Maintenant, tu apparais dans mes rêves, avec Fleur. Et ce sont mes plus beaux rêves.
✧ 18 «
Bonjour M. O’Neil,
Je vous contacte car une place de vétérinaire se libère dans la petite ville de Savannah. Nous serions heureux de vous compter parmi nous. Le Dr Collins m’a beaucoup parler de vous et de votre intérêt pour nos amis les animaux. Cette place sera votre dès que nous aurons un retour de votre part. Dites-moi quelles dates vous conviennent pour les présentations et un entretien éventuel.
A très vite,
Professeur Daughty. »
✧ 19 L’annonce à son père n’a pas été facile. Il le lui dit de but en blanc, lors d’un dîner avec ses grands-parents.
Désolé papa, je ne pourrais pas rester avec toi. On m’offre une place à Savannah, en Georgie. Et j’ai très envie de partir. C’est une opportunité pour moi. Son père ne montra pas d’émotions. Bien sûr, cela le désolait de voir son fils partir à l’autre bout du pays. Mais sans doute avait-il besoin de s’éloigner, de se construire hors du cocon familial.
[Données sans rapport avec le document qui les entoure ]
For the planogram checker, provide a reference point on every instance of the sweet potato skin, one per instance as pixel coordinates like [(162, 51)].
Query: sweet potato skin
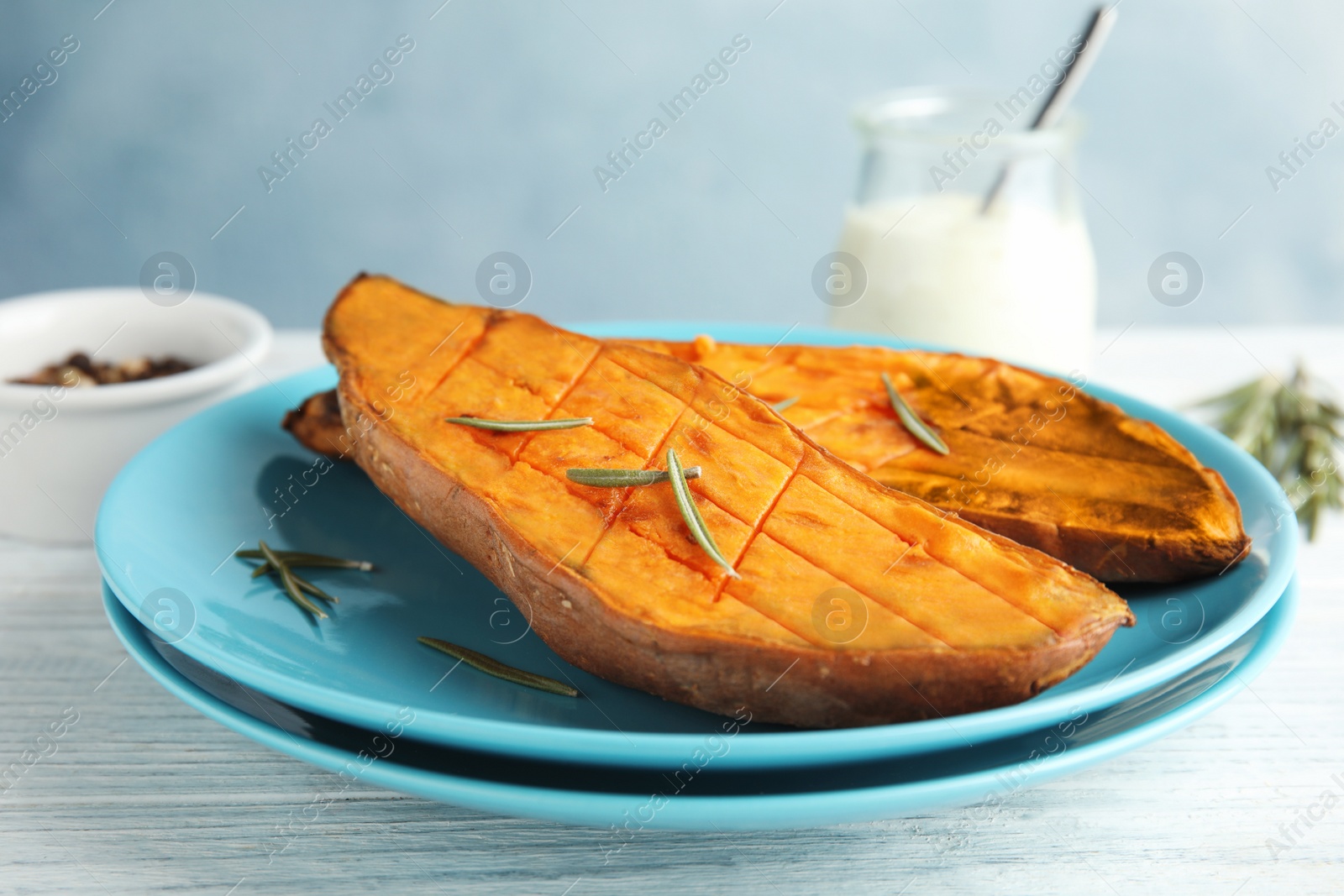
[(790, 683)]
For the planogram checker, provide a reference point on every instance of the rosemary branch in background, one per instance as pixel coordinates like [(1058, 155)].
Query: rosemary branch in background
[(1294, 432)]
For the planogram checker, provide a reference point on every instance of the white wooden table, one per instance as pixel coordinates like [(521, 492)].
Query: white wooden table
[(143, 794)]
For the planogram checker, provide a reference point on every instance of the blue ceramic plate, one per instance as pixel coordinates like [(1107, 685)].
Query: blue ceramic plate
[(230, 476), (701, 793)]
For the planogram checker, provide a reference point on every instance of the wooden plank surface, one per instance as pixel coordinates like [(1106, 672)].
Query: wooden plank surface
[(143, 794)]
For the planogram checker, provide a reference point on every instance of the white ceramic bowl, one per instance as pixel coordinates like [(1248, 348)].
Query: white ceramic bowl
[(60, 448)]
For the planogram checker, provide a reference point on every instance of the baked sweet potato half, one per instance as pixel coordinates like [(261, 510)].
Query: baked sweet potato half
[(1032, 457), (855, 604)]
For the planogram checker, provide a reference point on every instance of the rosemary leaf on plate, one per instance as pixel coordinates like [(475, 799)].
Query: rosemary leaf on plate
[(911, 421), (1292, 429), (286, 579), (492, 667), (605, 479), (691, 513), (306, 559)]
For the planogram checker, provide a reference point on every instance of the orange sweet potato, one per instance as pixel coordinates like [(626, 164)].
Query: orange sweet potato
[(1032, 457), (857, 604)]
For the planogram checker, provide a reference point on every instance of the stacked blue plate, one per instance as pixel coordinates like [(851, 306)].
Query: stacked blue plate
[(356, 694)]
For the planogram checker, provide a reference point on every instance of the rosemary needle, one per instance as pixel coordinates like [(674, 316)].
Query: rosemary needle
[(604, 479), (286, 579), (306, 559), (691, 513), (499, 669), (521, 426), (911, 421)]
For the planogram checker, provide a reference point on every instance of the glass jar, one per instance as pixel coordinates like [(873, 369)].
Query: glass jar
[(968, 230)]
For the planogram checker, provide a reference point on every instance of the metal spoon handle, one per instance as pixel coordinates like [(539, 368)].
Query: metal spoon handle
[(1095, 38)]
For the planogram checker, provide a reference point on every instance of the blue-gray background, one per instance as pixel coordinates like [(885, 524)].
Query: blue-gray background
[(152, 134)]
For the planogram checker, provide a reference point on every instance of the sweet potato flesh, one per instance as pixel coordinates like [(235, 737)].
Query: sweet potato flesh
[(795, 521), (1032, 457)]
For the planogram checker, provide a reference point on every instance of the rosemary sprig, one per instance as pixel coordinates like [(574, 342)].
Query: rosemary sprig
[(911, 421), (1294, 432), (499, 669), (521, 426), (691, 513), (286, 579), (605, 479), (302, 559), (281, 563)]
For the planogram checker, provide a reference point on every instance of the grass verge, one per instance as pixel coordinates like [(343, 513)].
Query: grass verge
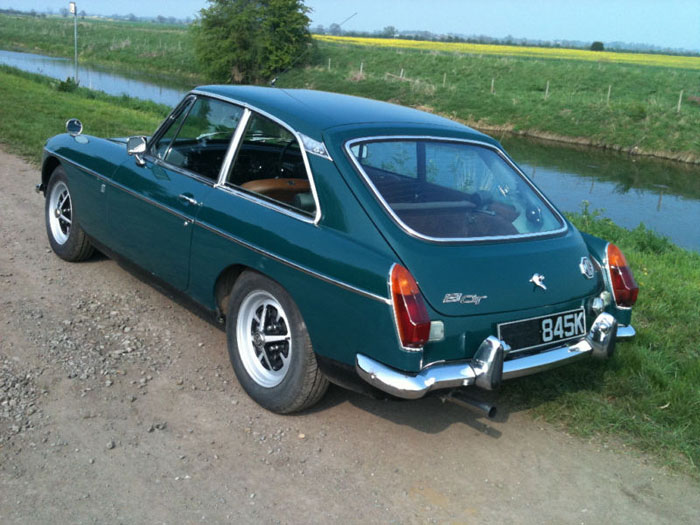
[(35, 108), (552, 95), (155, 51), (647, 395)]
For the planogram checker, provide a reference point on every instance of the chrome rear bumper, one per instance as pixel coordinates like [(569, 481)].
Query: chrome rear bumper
[(487, 368)]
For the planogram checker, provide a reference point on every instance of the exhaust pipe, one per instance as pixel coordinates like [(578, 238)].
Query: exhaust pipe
[(460, 398)]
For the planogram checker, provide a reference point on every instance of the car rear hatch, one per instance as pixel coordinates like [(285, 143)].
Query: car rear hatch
[(487, 278)]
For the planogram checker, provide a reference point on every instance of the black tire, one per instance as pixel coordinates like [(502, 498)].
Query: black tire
[(68, 241), (298, 383)]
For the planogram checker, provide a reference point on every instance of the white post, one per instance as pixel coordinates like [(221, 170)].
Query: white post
[(74, 11)]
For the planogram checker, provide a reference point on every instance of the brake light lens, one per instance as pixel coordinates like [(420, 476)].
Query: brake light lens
[(412, 318), (624, 286)]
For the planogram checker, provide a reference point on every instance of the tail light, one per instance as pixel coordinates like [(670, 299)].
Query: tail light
[(412, 318), (624, 286)]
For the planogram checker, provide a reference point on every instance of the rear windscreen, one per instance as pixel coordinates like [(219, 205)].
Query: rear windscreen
[(452, 190)]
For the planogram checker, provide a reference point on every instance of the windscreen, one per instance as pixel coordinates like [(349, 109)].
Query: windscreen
[(452, 190)]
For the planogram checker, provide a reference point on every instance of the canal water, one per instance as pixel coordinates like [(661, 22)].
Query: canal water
[(93, 78), (663, 195)]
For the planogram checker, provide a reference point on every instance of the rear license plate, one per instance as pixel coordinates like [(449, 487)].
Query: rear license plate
[(543, 330)]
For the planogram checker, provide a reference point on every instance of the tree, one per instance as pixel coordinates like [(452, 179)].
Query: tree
[(248, 41)]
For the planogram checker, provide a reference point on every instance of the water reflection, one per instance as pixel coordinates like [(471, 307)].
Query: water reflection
[(665, 196), (90, 77)]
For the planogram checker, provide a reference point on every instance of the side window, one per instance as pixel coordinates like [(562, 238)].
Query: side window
[(198, 139), (160, 148), (269, 164)]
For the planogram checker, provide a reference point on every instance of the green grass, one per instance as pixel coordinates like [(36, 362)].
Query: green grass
[(641, 113), (157, 51), (647, 395), (34, 109)]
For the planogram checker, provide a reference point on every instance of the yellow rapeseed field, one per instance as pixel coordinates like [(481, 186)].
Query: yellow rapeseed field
[(644, 59)]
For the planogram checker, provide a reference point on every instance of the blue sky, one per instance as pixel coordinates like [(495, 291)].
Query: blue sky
[(668, 23)]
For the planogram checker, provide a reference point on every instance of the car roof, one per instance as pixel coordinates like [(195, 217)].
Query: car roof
[(312, 112)]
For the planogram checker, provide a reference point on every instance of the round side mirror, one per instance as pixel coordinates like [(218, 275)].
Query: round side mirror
[(74, 127)]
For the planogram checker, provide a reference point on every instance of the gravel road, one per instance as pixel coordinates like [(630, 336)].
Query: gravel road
[(118, 405)]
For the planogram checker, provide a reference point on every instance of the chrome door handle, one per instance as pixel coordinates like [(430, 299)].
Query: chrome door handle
[(188, 199)]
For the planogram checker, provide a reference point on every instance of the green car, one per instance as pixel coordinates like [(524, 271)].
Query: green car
[(344, 240)]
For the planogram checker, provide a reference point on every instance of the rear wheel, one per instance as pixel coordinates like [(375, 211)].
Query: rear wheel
[(270, 348), (67, 238)]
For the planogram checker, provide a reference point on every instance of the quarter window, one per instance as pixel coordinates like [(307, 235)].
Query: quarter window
[(270, 165), (198, 138)]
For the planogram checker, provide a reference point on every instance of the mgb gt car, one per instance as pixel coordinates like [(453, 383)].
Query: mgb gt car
[(343, 239)]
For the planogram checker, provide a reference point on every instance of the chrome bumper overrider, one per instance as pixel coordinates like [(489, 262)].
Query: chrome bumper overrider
[(488, 367)]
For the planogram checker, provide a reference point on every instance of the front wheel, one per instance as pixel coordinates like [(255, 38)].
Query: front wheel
[(270, 348), (67, 238)]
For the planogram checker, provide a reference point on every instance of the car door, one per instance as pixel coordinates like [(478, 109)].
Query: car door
[(151, 218)]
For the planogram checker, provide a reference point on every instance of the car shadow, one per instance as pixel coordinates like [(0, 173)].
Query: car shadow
[(432, 415), (429, 415)]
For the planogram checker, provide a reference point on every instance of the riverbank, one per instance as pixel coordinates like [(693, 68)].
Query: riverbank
[(627, 107), (646, 397)]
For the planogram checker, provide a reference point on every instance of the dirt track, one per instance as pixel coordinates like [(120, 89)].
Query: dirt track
[(117, 405)]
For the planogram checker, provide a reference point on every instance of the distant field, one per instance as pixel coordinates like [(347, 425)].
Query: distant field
[(630, 107), (643, 59), (144, 49), (622, 101)]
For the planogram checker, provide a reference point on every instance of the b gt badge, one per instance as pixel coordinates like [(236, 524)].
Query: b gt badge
[(586, 267), (463, 298), (538, 280)]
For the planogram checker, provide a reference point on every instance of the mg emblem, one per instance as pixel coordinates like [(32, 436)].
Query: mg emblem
[(586, 267), (538, 280)]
Il avait espéré, en tant que père, que Zaim reviendrait après ses études. De longues études de médecine, puis de médecine animalière… Puisqu’ils vivaient dans une grande ville - Los Angeles tout de même, il pratiquerait ici, à côté de lui, de sa famille. Mais non. Il allait partir, et il ne pouvait rien y faire. Il lui donna simplement l’obligation de venir au moins une fois tous les 6 mois. C’était là toute l’ascendance d’un père qu’il pouvait avoir sur son fils.
✧ 20 Savannah. Son petit aéroport, son air marin, ses bruits, son calme… Il n’avait jamais connu une telle ville. Il avait hâte. Excité par son travail avant tout, il voulait découvrir ce nouveau lieu enchanté.